Virgil Abloh avait sans doute un secret pour réussir à capter un public jeune et a priori pas très intéressé par l’actualité des podiums et des semaines de la mode. Beaucoup expliquent ce succès de façon romantique, en le rapportant à des caractéristiques biographiques : génie visionnaire, premier Afro-Américain directeur artistique d’une grande maison, ancien bras droit de Kanye West, etc. Tout cela compte, mais n’empêche pas de regarder de près en quoi consistait son travail.
Nécrologie
Son trait le plus commenté tient dans l’usage d’inscriptions entre guillemets, apposées sur les vêtements : «SHOELACES» sur des lacets de sneakers, «FOR WALKING» sur des bottes blanches à talons, ou «FOR MONEY» sur un portefeuille. Les guillemets indiquent un discours rapporté : quand on cite, on ne s’exprime pas en propre, on montre ce qu’un autre a dit. Ce qui est cité ici, c’est la finalité de l’objet, comme si le design seul échouait à la faire comprendre. Ce procédé permet à l’auteur de la citation d’installer une distance qu’il qualifie lui-même d’ironique entre ses productions et leur signification ordinaire.

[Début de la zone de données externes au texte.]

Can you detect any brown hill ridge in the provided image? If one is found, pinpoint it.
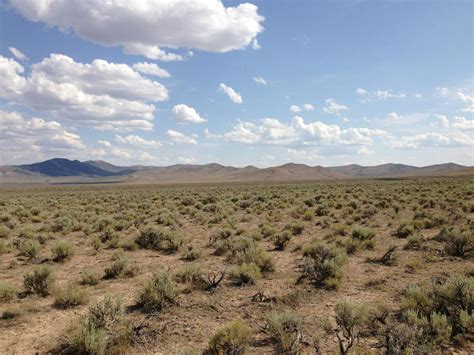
[0,159,473,184]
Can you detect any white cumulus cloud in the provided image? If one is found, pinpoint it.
[0,111,85,164]
[219,83,243,104]
[132,62,171,78]
[10,0,264,60]
[171,104,206,123]
[8,47,30,62]
[166,129,197,144]
[0,54,168,130]
[323,99,349,116]
[253,76,267,85]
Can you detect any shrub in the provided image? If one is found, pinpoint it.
[0,282,18,303]
[137,271,179,312]
[104,250,137,279]
[176,264,205,288]
[68,295,134,354]
[54,284,88,308]
[181,245,202,261]
[136,227,184,253]
[23,265,55,297]
[395,222,416,238]
[285,222,304,235]
[79,270,100,286]
[272,230,291,250]
[297,242,346,288]
[405,233,423,250]
[229,263,261,286]
[266,311,301,353]
[352,227,375,241]
[260,223,276,238]
[437,227,474,258]
[18,239,41,260]
[51,240,74,262]
[401,276,474,339]
[205,320,252,355]
[334,301,369,354]
[0,225,11,238]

Les collections d’Abloh pour Vuitton et Off-White reposent aussi souvent sur un principe de recyclage de silhouettes ou de pièces déjà existantes, empruntées ici et là (autres créateurs, œuvres, cultures…). Son geste consiste à les isoler de leur contexte pour les faire voir autrement, comme dans une sorte de passage à l’abstraction. L’art figuratif et la mode ont en commun d’imposer à leurs formes de correspondre à une certaine classification du monde : une œuvre figurative représente des choses connues, une silhouette représente une identité ou un stéréotype social. Abloh, lui, a imaginé une mode abstraite qui, libérée de l’injonction à reproduire les catégories ordinaires, peut livrer des formes pures. Là résidaient sa modernité et son aura.